La décision s’ouvre au considérant 3 par une définition générale de la neutralité religieuse de l’Etat. C'est, en effet, directement après avoir cité l'article 1er de la Constitution, qui consacre la laïcité de la République, l'égalité devant la loi et le respect de toutes les croyances, que le Conseil d'Etat rappelle la portée des articles 1er et 28 de la loi de 1905 qui soulignent l’importance de la garantie du libre exercice des cultes tout en imposant des limitations.

Dès lors, la loi de 1905 consacrant la séparation de l’Eglise et de l’Etat a pour objectif d’assurer la neutralité des personnes publiques à l’égard des cultes en limitant l’installation de signes religieux au sein d’un emplacement public. Dans cette décision, le Conseil d’Etat en profite pour rappeler la valeur de ce principe et sa portée qui s’impose à l’égard des emplacements publics mais également aux agents du service public qui ne doivent pas manifester leurs convictions religieuses, politiques ou philosophiques.

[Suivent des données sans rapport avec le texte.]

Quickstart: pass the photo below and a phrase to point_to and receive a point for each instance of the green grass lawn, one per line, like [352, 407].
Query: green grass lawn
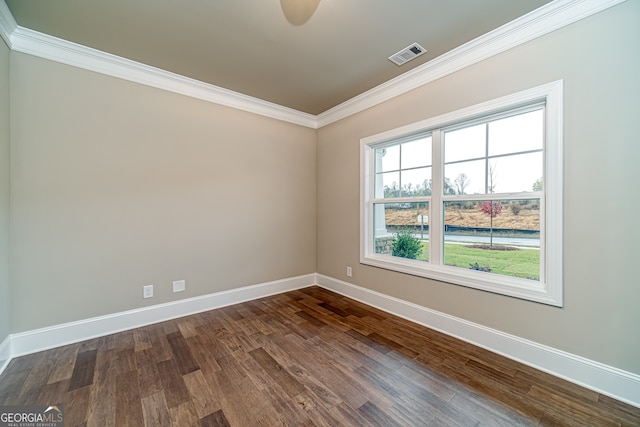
[523, 263]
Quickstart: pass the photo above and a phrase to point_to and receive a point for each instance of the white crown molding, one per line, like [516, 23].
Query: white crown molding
[605, 379]
[550, 17]
[44, 46]
[7, 23]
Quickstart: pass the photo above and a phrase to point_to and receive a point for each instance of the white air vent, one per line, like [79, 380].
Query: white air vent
[407, 54]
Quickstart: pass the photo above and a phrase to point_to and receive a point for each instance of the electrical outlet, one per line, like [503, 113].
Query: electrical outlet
[179, 286]
[147, 291]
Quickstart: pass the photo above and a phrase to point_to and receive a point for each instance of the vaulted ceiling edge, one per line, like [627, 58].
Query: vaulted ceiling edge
[550, 17]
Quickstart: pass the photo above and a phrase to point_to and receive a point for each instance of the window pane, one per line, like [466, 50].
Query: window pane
[402, 229]
[465, 178]
[524, 132]
[516, 173]
[499, 237]
[387, 185]
[416, 153]
[388, 159]
[416, 182]
[465, 143]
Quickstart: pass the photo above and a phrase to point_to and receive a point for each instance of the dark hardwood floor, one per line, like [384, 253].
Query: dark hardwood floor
[302, 358]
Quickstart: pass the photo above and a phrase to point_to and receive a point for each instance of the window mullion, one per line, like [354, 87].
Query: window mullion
[436, 210]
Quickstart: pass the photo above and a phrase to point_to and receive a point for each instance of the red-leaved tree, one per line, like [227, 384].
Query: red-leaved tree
[492, 209]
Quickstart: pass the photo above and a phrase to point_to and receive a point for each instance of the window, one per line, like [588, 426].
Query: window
[472, 197]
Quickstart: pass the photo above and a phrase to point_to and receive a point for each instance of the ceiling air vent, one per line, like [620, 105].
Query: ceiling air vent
[407, 54]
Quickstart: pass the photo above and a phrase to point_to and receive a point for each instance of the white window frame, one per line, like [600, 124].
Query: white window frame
[549, 290]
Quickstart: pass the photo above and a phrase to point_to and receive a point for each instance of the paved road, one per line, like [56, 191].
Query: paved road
[508, 241]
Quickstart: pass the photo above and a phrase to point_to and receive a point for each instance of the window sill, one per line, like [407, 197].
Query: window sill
[504, 285]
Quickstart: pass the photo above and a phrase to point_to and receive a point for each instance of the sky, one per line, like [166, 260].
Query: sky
[505, 154]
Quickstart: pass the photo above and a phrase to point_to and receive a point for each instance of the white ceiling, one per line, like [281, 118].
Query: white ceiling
[248, 46]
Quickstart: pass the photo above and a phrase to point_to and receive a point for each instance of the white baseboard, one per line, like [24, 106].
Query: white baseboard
[5, 353]
[613, 382]
[54, 336]
[610, 381]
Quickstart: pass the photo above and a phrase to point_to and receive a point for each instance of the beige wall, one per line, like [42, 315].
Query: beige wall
[599, 62]
[5, 305]
[117, 185]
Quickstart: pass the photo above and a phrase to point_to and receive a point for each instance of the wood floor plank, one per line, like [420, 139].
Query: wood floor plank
[204, 399]
[175, 390]
[290, 385]
[128, 401]
[216, 419]
[83, 369]
[309, 357]
[182, 353]
[155, 411]
[102, 402]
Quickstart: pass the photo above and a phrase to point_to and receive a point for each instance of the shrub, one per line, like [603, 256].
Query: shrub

Dans l’arrêt Cour EDH 26 nov. 2015, Ebrahimian c/ France, la requérante, assistante sociale dans un centre hospitalier, s’était vu refuser le renouvellement de son CDD, des patients s’étant plaints du port du voile. La Cour européenne des droits de l’Homme a validé la décision de l’administration : le principe de laïcité est fondateur de l’Etat français et peut imposer aux agents des services publics des contraintes affectant la liberté de religion. De plus, ce principe s’impose à l’ensemble des agents services publics « y compris lorsque ceux-ci sont assurés par des organismes privés ». En témoigne l’arrêt Cass. soc. 19 mars 2013, CPAM de Saint-Denis par lequel la chambre social s’est prononcée sur l’application du principe de neutralité à un organisme privé chargé d’une mission de service public. Dès lors, la Haute juridiction jugea le licenciement de la salarié voilée comme étant régulier, tout agent du service public étant tenu de respecter le principe de neutralité.

Dès lors, la fédération requérante se fonde sur l’article 1er de la Constitution et l’article 28 de la loi de 1905 pour contester l’installation de la crèche au sein du hall de la mairie comme portant atteinte au principe de neutralité s’imposant au service public. En effet, l’installation d’une crèche serait contraire au principe de neutralité car elle manifesterai l’exhibition d’un culte religieux au sein d’un emplacement public.

B. Une appréciation souple du principe de laïcité par des tempéraments 

Le Conseil d’Etat aux considérants 4 et 5 précise qu’une crèche peut revenir une « pluralité de significations ». Il pose donc une exception au principe de laïcité au considérant 5 en estimant qu’une telle installation est possible si elle présente un caractère culturel, artistique ou festif. Il estime en effet que la crèche relève d’une tradition française sans signification religieuse particulière, attachée aux fêtes de fin d’année. Ces crèches constituant une source d’attraction touristique, les réduire à un rituel religieux contraire au principe de laïcité serait donc réducteur.